A potential five-tool star, Crews grades out as above average or better across the board, including an impressive right-handed stroke that has drawn rave reviews. Assistant general manager and vice president of scouting operations Kris Kline described Crews as “an advanced college hitter.” Many scouts think his speed is good enough to stay in center field long term, too.

“When Dylan gets locked in, he's very skilled at driving the ball to right-center and working the middle of the diamond,” said Kline. “I think as he progresses in the Minors and at the Major League level, you're going to see him start to pull the ball more. I think that's where the power will start to come into play."

Crews joins a group of talented Nationals prospects that is deep at the outfield positions. Among Washington’s top 10 prospects, six play the outfield -- James Wood (Nats’ No. 1, No. 5 overall), Elijah Green (No. 4), Robert Hassell III (No. 5), Cristhian Vaquero (No. 7), Jeremy De La Rosa (No. 8) and T.J. White (No. 10).

“He was a guy that we just couldn’t pass on when the Draft came around,” Rizzo said, adding, “We like to have as many players that can play center field as possible -- that means they can really play defense. We find that having an abundance of middle-of-the-field players is important to building championship-caliber clubs, and it just gives you way more options about how to disperse their ability levels and their skill levels.”

Added Kline: “Dylan is a guy that potentially moves really quickly and is here in D.C. fairly soon.”

Crews, who was born in Altamonte Springs, Fla., has not yet been to Washington, D.C., but he is very familiar with Nationals baseball -- former Nats outfielder Bryce Harper was his favorite player growing up.

“He’s just a complete player,” said Crews. “He’s out hitting homers left and right, and he can play an impact game in the outfield. He just has that ability to impact both sides of the baseball, and I’m going to work hard to be like Bryce Harper."
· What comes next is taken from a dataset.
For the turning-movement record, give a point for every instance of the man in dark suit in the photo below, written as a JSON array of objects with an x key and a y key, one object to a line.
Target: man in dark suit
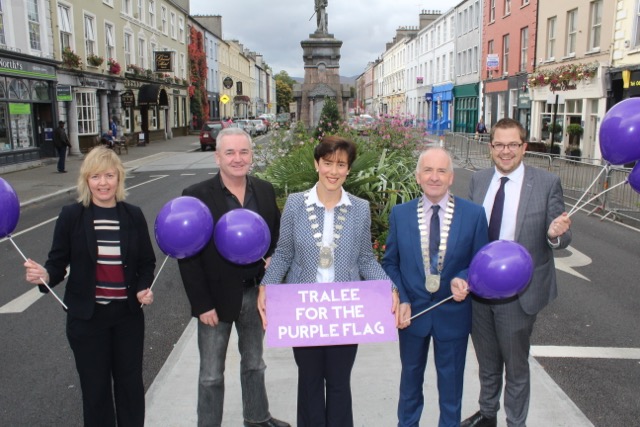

Crews emphasized his desire to grow and learn, while Rizzo lauded his work ethic and leadership. Crews was described as a player who is the first to arrive and last to leave.

“Leaders are born, they’re not made. We think that he’s one of them,” said Rizzo. “When you’re the most talented player and the hardest working player, you’re the leader whether you have a ‘C’ on your chest or not. We think that’s what Dylan is.”

Crews received first-round buzz heading into the 2020 Draft, but he withdrew after his final season at Lake Mary (Fla.) High School was canceled due to the pandemic and opted to fulfill his commitment to LSU, with an eye on improving his stock with the Tigers.

“I’m going to keep bringing what I’ve been bringing to the table,” said Crews. “And hopefully, [I] will bring a World Series to this organization.”

On Day 1 of the Draft, the Nationals also selected third baseman Yohandy Morales out of Miami.